By Kanjyik Ghosh
(Reuters) – The International Monetary Fund (IMF) on Wednesday approved a $941 million lending boost to Kenya, with an immediate disbursement of $624.5 million, offering some relief to the East African country as it battles financial pressures.
The disbursement under the Extended Fund Facility (EFF) and Extended Credit Facility (ECF) programs will also be topped by a release of $60.2 million under the Resilience and Sustainability Facility (RSF) arrangement.
The executive board sign-off brings the IMF’s total funding commitment to Kenya under all three facilities to more than $4.4 billion. “Kenya’s growth remained resilient in the face of increasing external and domestic challenges. The EFF/ECF and RSF arrangements continue to support the authorities’ efforts to sustain macroeconomic stability,” the IMF said in a statement on Wednesday. Kenya is grappling with acute liquidity challenges amid uncertainty over its ability to access funding from financial markets before a $2 billion Eurobond matures in June.
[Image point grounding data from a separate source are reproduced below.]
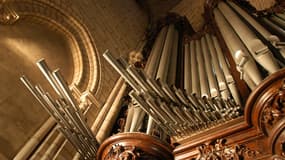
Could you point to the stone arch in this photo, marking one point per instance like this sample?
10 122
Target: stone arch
60 16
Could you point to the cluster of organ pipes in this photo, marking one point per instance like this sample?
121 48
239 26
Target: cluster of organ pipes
245 46
202 103
65 111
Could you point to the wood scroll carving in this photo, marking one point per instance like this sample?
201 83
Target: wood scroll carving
219 150
274 108
134 146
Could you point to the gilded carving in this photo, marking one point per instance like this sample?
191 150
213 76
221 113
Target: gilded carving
218 150
274 108
119 152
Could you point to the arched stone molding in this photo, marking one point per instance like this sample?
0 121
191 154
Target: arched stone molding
59 15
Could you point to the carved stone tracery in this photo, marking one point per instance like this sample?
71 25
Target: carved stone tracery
218 150
7 14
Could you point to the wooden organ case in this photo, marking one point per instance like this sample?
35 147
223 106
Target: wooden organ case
215 94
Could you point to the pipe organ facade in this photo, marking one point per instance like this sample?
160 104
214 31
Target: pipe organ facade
217 104
213 94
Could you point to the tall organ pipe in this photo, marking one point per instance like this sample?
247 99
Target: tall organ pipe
153 63
275 27
229 78
258 50
171 77
155 54
129 118
214 91
278 20
266 34
111 117
244 61
202 72
245 64
106 107
187 69
223 89
194 69
166 54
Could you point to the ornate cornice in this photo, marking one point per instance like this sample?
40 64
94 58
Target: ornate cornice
274 108
219 150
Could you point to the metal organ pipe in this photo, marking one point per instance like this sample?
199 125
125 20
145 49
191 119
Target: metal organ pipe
258 50
171 77
110 119
245 64
106 107
266 34
166 54
213 87
223 89
194 69
280 30
187 69
202 72
155 54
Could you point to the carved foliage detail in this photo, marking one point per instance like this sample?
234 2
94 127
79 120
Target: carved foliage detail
274 108
219 151
119 152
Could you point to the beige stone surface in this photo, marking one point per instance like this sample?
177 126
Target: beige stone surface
21 45
193 10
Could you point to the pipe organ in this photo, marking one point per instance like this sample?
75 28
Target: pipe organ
209 108
65 112
209 95
189 98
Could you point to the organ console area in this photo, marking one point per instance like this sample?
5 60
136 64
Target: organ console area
213 94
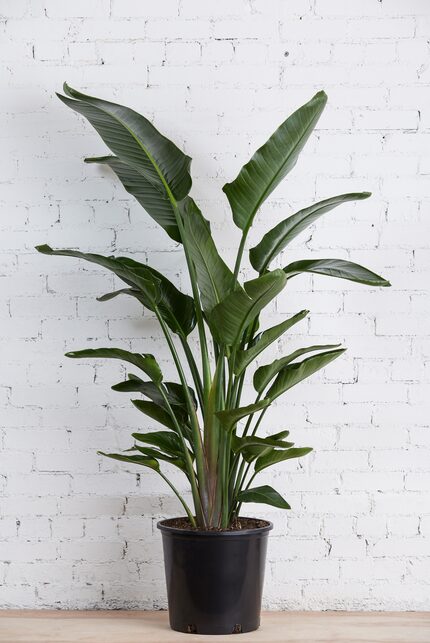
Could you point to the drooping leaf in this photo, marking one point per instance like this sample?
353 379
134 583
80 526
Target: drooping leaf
272 162
135 141
263 340
265 495
142 460
149 286
164 440
250 446
274 456
145 361
176 308
156 412
159 455
176 394
174 391
132 272
292 374
336 268
155 200
214 278
230 417
282 234
229 319
264 374
122 291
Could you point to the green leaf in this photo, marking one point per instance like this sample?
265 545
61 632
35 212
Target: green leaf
155 201
274 456
229 319
133 273
122 291
156 412
135 141
250 446
230 417
263 340
164 440
174 392
292 374
158 455
176 308
145 361
336 268
265 495
265 374
214 278
272 162
282 234
154 290
144 461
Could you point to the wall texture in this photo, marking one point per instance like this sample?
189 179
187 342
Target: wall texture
79 532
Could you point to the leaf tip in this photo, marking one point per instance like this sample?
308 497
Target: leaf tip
44 249
321 96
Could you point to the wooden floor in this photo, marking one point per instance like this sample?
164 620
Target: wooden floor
152 627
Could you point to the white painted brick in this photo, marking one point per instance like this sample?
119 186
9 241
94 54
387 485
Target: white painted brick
135 8
216 77
400 547
91 551
80 9
347 547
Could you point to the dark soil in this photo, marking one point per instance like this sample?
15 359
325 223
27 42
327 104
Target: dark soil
237 525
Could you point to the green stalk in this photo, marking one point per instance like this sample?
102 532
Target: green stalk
184 504
190 468
200 322
193 279
197 438
240 254
194 370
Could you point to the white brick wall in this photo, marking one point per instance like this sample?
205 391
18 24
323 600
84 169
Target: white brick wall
79 532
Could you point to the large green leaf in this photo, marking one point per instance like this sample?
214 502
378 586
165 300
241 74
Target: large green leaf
156 412
250 446
265 495
132 272
280 236
264 374
336 268
263 340
135 141
230 318
159 455
164 440
145 361
176 308
132 292
155 200
292 374
272 162
149 286
174 391
274 456
214 278
230 417
144 461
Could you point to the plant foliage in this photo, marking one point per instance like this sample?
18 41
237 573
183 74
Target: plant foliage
207 430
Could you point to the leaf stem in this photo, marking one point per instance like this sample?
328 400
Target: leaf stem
182 501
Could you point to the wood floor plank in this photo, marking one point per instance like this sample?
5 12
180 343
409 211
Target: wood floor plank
152 627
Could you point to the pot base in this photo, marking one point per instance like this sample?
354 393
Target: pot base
214 578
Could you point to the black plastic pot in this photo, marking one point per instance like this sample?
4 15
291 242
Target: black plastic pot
214 578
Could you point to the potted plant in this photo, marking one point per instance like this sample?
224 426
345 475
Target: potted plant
214 557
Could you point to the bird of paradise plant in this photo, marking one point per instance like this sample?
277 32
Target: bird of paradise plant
208 433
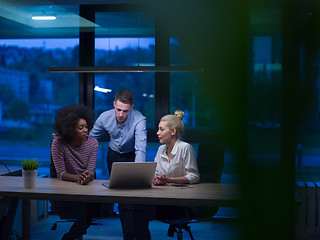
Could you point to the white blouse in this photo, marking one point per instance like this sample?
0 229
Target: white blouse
183 162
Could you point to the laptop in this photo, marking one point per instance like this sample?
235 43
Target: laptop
131 175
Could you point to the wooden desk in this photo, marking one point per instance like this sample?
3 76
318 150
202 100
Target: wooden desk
204 194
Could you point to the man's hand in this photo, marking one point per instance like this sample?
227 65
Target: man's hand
160 180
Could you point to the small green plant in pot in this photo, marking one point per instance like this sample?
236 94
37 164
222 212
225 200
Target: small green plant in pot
29 173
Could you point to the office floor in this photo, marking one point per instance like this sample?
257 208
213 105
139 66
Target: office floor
111 229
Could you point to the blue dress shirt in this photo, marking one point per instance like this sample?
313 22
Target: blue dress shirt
131 136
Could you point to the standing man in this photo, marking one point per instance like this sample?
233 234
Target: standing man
128 143
127 129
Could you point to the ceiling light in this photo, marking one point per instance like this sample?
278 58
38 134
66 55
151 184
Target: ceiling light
44 18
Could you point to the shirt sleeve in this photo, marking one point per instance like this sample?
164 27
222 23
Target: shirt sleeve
57 157
93 157
191 166
140 144
98 130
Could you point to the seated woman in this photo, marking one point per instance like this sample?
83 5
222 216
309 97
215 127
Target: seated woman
74 155
176 162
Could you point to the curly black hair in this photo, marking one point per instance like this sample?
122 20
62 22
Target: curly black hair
68 117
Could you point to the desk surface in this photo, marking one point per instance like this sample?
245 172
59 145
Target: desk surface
54 189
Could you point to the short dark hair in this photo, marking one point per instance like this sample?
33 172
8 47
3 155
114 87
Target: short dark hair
67 118
124 96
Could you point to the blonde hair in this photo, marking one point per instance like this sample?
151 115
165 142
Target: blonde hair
175 122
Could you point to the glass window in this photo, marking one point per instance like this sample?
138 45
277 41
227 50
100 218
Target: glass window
124 39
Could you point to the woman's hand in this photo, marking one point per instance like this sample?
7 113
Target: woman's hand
160 180
84 177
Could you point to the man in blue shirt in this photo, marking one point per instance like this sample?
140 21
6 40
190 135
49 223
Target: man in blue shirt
127 129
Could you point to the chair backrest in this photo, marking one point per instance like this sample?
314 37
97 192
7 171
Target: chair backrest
210 161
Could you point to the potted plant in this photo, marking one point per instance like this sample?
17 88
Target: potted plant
29 172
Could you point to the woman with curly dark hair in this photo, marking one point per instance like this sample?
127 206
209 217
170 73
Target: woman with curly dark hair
74 154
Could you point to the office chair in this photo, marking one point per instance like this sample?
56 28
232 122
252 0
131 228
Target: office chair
210 162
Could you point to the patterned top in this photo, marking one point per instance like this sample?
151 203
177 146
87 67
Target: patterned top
131 136
183 162
74 160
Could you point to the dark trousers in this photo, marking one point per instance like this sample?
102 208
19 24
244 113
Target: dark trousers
135 221
134 218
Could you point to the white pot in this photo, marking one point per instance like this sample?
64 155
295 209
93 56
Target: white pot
29 178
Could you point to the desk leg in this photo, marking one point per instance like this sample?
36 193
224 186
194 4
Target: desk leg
26 219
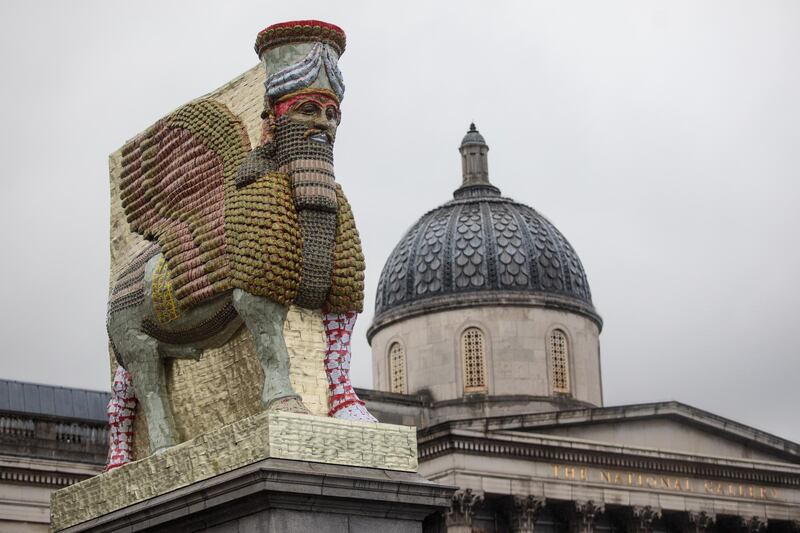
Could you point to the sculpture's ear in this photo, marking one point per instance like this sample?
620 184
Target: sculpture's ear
259 162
The government has said that, together with expected funds from the World Bank and regional banks like the African Export-Import Bank and Trade & Development Bank, the IMF funds will help Kenya to pay the looming foreign debt maturity without running down its hard currency reserves. Kenya’s balance of payments and financial positions have also been strained by the legacy of the COVID-19 pandemic and frequent climate change-induced droughts, according to the IMF, while its shilling currency has weakened. The approval of the new IMF money followed a staff-level agreement reached with Kenyan officials in November, with slight differences in dollar values due to currency fluctuations in the IMF Special Drawing Rights unit of account.